Si les pentes lui convenaient, le contre-la-montre du lendemain le freinait dans sa quête du Graal: 1'30 de débours sur Vincenzo Nibali. Une performance très solide qui redistribuait les cartes et désignait l'Italien comme grand favori.
Mais Chris(t) Horner renaissait et battait Nibali à l'usure, en grappillant des secondes dans chacune des arrivées en côte. L'Américain n'a pas craqué, jamais, il a géré sa course en vieux roublard pour enfin assommer ses adversaires grâce à une masterclass lors de la 20e étape. Sur les routes du terrible Angliru, Horner répondait à une offensive de Nibali (le leader d'Astana comptait trois secondes de retard au général) à 6 kilomètres du sommet. Même si Nibali serrait les dents et repoussait le seuil de la souffrance, Horner le contrait un petit kilomètre plus loin. Les carottes étaient bel et bien cuites pour le «Requin de Messine».
Jamais Horner n'avait lutté pour la victoire sur un grand Tour. Certes, il était performant sur des courses à étapes d'une semaine (des victoires sur le Tour de Californie et sur le Tour du Pays basque) et il possédait les capacités pour se glisser dans le top 10 d'une épreuve de trois semaines (8e lors du Tour de France 2010). Mais la tendance ne montrait pas un vainqueur de grand Tour.

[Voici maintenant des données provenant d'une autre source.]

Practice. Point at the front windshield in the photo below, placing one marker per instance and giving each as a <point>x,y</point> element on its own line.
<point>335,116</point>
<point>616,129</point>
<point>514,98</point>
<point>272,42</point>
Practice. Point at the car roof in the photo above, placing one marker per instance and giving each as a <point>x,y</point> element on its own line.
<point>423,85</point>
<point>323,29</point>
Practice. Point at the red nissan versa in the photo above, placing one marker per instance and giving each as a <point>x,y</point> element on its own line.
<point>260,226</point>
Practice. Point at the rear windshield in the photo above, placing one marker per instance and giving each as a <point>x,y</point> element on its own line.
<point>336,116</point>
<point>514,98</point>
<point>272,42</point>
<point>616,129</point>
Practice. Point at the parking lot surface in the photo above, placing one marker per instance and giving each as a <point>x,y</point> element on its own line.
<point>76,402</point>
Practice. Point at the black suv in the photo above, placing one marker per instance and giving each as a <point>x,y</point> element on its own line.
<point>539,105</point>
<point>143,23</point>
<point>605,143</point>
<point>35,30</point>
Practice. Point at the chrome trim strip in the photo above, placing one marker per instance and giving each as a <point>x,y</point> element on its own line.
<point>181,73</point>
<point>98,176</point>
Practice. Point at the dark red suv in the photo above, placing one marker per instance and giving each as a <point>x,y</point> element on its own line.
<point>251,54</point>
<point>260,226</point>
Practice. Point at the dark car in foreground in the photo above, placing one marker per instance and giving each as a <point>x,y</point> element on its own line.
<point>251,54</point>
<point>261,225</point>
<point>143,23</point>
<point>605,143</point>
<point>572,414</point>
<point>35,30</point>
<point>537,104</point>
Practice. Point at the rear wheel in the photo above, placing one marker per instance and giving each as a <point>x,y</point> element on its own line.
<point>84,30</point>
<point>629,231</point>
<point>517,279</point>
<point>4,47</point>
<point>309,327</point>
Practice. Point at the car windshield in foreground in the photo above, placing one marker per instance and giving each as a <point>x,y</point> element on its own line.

D'où sort cet ovni? Un premier élément de réponse tient à l'arrivée tardive du cycliste: sa véritable carrière européenne a démarré en 2005, lorsque Horner, 33 ans déjà, gonflait les rangs de l'équipe Saunier Duval. Dans cette formation sulfureuse qui a vu Ricardo Ricco, Léonardo Piepoli ou Juan Jose Cobo convaincus de dopage, la trajectoire atypique de l'Américain a commencé là. Son tempérament de dur au mal sur la selle a rapidement séduit.
Horner lui-même avait défendu sa singularité, expliquant que «son CV était déjà étonnant et l’a toujours été depuis qu'il était passé pro en 1996».
Si les suspicions de dopage n'ont cessé d'enfler, il convient de rappeler qu'Horner a profité des circonstances pour remporter la Vuelta: Nibali était fatigué après le Giro, Valverde avait fait le Tour de France, tout comme Rodriguez. De l'autre côté du ring, Chris Horner, lui, était frais comme un gardon pour attaquer une Vuelta montagneuse, ponctuée de onze arrivées en côte.
Néanmoins, son exploit restera sans lendemain; l'Américain n'a pas persévéré dans cette spirale victorieuse. Transféré à la Lampre-Merida l'année d'après, Horner n'a plus jamais régaté, restant loin de la forme qui lui a permis d'accomplir son exploit espagnol.
L'année 2014 rime avec néant, une (indigne) traversée du désert, presque fantomatique, avec comme maigre résultat un 17e rang au général du Tour de France, à plus de 44 minutes de... Vincenzo Nibali.
Une année et puis s'en va, pour retrouver une équipe américaine; un retour dans l'anonymat et des courses outre Atlantique, voire quelques escapades en Azerbaïdjan. Son sacre restera une énigme, une victoire quasi ovniesque.